L’avancement au grade d’ingénieur principal, par similitude avec les ITPE, ne serait possible qu’après deux ans d’ancienneté dans le 5e échelon, et six ans de service effectif dans le cadre d’emplois. On peut dire que ce sont eux qui ne tireront rien de bon de ce texte, puisqu’en outre, il durcira les conditions actuelles de promotion, comme nous le verrons plus loin.

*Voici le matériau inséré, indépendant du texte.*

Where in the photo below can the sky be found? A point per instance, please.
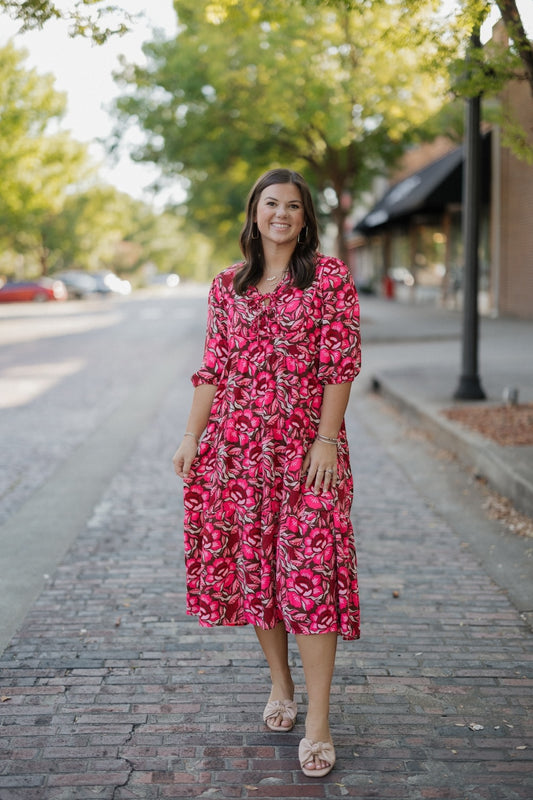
(84, 71)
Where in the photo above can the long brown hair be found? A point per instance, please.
(303, 259)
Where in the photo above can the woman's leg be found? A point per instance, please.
(317, 652)
(275, 647)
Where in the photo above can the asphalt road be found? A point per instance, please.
(78, 383)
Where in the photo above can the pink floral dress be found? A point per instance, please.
(259, 547)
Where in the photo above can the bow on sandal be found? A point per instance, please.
(309, 751)
(275, 708)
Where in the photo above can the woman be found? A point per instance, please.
(268, 489)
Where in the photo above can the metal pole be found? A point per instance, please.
(469, 387)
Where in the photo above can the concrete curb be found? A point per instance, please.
(471, 449)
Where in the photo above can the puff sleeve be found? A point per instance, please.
(340, 341)
(216, 342)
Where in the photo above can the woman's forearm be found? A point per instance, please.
(202, 401)
(334, 403)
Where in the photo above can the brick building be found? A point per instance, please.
(411, 240)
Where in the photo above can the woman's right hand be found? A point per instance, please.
(184, 456)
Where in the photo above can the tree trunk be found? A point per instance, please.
(515, 29)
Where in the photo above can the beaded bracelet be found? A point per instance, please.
(326, 439)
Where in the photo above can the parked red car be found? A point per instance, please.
(36, 291)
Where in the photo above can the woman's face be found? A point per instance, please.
(280, 214)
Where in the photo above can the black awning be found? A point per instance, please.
(430, 189)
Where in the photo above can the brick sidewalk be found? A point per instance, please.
(110, 691)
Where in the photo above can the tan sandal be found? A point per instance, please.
(287, 708)
(309, 750)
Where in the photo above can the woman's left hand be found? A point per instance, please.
(320, 465)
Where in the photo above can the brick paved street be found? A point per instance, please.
(110, 691)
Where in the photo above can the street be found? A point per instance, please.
(78, 382)
(110, 691)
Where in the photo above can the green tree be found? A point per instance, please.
(94, 19)
(38, 165)
(245, 86)
(102, 228)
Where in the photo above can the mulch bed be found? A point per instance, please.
(508, 425)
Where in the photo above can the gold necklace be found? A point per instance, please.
(277, 277)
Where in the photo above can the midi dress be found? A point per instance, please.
(260, 548)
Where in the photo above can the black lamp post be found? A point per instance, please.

Si le souci d’homogénéité entre les carrières des ingénieurs de la fonction publique territoriale (FPT) et de la fonction publique d’État présente des avantages apparents de perméabilité entre les fonctions publiques, on peut toutefois s’interroger sur son intérêt immédiat, versant FPT. Dans la situation actuelle, ce sont sans doute les ingénieurs de l’État qui verront là un déroulement de carrière plus attractif.

 

L’accès au cadre d’emplois des ingénieurs en chef

Les nouvelles conditions d’accès au concours externe devraient supprimer la liste des diplômes nécessaires pour lui substituer une référence plus générale à la possession d’un diplôme scientifique et technique sanctionnant une formation d’une durée au moins égale à cinq années d’études supérieures après le baccalauréat.

Autrement dit, les titulaires d’un tel diplôme pourront aussi bien se présenter au concours d’ingénieur qu’à celui d’ingénieur en chef.

Trois voies d’accès seraient dorénavant ouvertes

• Concours externe
L’admissibilité, qui ne comportait jusqu’à présent que la rédaction d’une note d’analyse et de synthèse, devrait à l’avenir être constituée d’un examen du dossier constitué par le candidat (CV, titre et diplômes, motivation), d’une note de synthèse visant à l’analyse d’un dossier sur un sujet technique relatif à l’option choisie par le candidat, et d’une note de synthèse et de proposition sur un dossier portant sur un problème d’organisation ou de gestion rencontré par une collectivité locale.
L’admission comprendrait un entretien avec le jury permettant d’apprécier la personnalité, les motivations et le parcours du candidat, une épreuve collective de mise en situation permettant d’apprécier les aptitudes comportementales et relationnelles du candidat, et une épreuve orale de langue vivante.

 

• Concours interne
Le concours interne devrait être calqué sur l’externe, avec à l’admissibilité, outre l’examen du dossier constitué par le candidat, les deux mêmes notes de synthèse et de propositions, et à l’admission un entretien avec le jury, une épreuve collective de mise en situation et une épreuve orale facultative de langue vivante.

• Examen professionnel
L’admissibilité consistera en un examen du dossier remis par le candidat (parcours professionnel, aptitudes, fonctions assurées…) et l’admission en un entretien avec le jury.